0.0.45 • Published 3 years ago

@weandthem/prettier-config v0.0.45

Weekly downloads
116
License
ISC
Repository
github
Last release
3 years ago

Prettier Config

This repo serves as the shared Prettier config for We and Them projects.

Table of contents

Using this package

  1. Install this package and its peer dependencies as dev dependencies in your project:

    $ npm i -D prettier @weandthem/prettier-config
  2. Specify it in your package.json

    "prettier": "@weandthem/prettier-config"

Developing

Setup

  1. Clone this repo

    $ git clone https://github.com/WeAndThem/prettier-config.git
  2. Enter the cloned directory

    $ cd prettier-config
  3. Install dependencies

    $ npm install

VS Code is recommended because this repo includes environmental settings that help create a consistent development environment across engineers. Upon opening this repo in VS Code, you'll be prompted to install recommended extensions.

File Structure

  • .github/workflows/ GitHub Actions configs
  • .vscode/ Shared VS Code config
  • scripts/ Shell scripts used with Husky git hooks
  • .prettierrc.js Prettier config for this repo imports from index.js
  • index.js Shared Prettier configuration

Development flow

  1. Do not work on master! Create local branches off of master. We have git hooks configured to prevent committing or pushing to master. Forking is disabled for this repo.

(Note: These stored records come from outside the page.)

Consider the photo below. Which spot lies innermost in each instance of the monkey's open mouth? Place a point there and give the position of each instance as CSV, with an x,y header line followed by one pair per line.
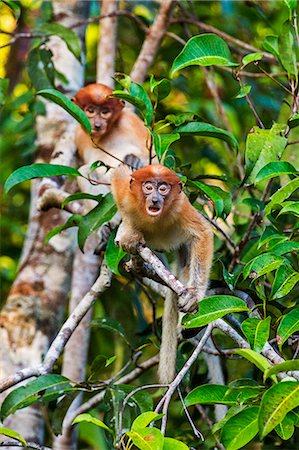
x,y
153,210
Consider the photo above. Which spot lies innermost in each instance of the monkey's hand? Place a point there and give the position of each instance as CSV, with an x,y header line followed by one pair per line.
x,y
187,303
128,239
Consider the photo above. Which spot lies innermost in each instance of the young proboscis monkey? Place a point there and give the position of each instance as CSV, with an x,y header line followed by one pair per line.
x,y
116,132
155,211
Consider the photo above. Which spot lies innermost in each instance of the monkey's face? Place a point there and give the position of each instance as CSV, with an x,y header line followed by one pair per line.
x,y
102,116
156,193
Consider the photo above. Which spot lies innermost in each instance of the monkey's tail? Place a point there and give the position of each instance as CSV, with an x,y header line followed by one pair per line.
x,y
166,370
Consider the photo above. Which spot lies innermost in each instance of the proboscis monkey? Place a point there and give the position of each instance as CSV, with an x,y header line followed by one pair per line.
x,y
155,211
116,133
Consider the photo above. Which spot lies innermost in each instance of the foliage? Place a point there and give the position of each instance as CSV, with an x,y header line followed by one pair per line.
x,y
237,157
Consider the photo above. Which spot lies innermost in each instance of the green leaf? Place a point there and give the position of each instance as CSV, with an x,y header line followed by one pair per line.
x,y
26,395
160,88
283,193
282,367
285,280
37,171
294,120
110,324
113,254
261,265
173,444
290,208
147,438
258,360
275,169
271,45
220,198
251,57
66,34
210,394
62,100
288,325
163,141
212,308
262,147
206,129
286,427
40,68
88,418
144,419
257,332
14,435
244,90
276,403
286,50
102,213
72,221
203,50
240,429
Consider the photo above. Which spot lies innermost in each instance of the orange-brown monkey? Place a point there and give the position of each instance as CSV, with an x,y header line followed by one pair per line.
x,y
116,133
156,211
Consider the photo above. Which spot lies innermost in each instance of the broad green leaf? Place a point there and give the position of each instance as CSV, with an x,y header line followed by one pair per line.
x,y
160,88
294,120
247,59
102,213
257,332
258,360
288,325
285,280
262,264
14,435
240,429
210,394
37,171
72,221
163,141
286,427
173,444
144,419
40,68
113,254
147,438
66,34
282,367
275,169
283,193
62,100
244,90
203,50
26,395
290,208
212,308
271,45
262,147
276,403
287,55
206,129
88,418
220,198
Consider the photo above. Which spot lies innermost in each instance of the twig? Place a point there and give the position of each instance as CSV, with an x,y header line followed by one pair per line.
x,y
164,402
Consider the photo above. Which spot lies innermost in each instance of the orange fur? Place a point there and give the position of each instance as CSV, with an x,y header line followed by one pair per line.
x,y
164,222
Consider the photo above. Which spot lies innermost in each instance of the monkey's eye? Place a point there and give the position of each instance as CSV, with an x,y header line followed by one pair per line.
x,y
164,189
148,187
90,110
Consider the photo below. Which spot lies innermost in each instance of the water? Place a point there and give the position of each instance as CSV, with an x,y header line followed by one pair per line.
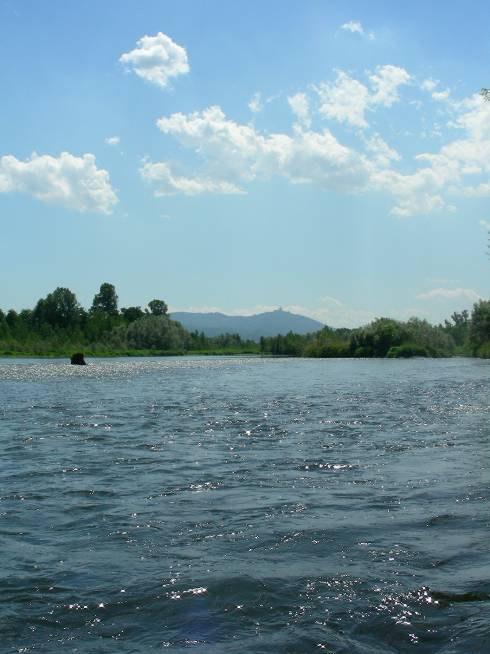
x,y
245,505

  2. Keep commits small and commit messages relevant. Prepend the Jira ticket number to at least one of your commits for reporting.

    Example:

    HAR-28: enforce singleQuote setting
  3. pre-commit and pre-push hooks should help maintain consistent code styles, but can also be run manually as necessary:

    $ npm run prettify
  4. Test changes locally against another We and Them project by linking this module globally:

    $ npm link

    Then, in another We and Them project that consumes this config:

    $ npm link @weandthem/prettier-config

    Changes made in this project are immediately reflected in the other project until the link is broken.

  5. Bump the project version in package.json

  6. Run npm install to update the version in package-lock.json

  7. Commit package.json and package-lock.json in an isolated commit with the following convention:

    $ git commit -m 'Release 0.0.6'

    The GitHub action that publishes the package will read this commit and tag the release appropriately.

  8. Open pull requests against master and select an assignee to review the changes.

  9. The assignee leaves any necessary comments and selects either "approve" or "reject" on GitHub.

  10. Once the PR is approved, the author performs the merge.

  11. A GitHub Action will publish the package automatically.

  12. Projects consuming this config will need to run npm update to receive the changes.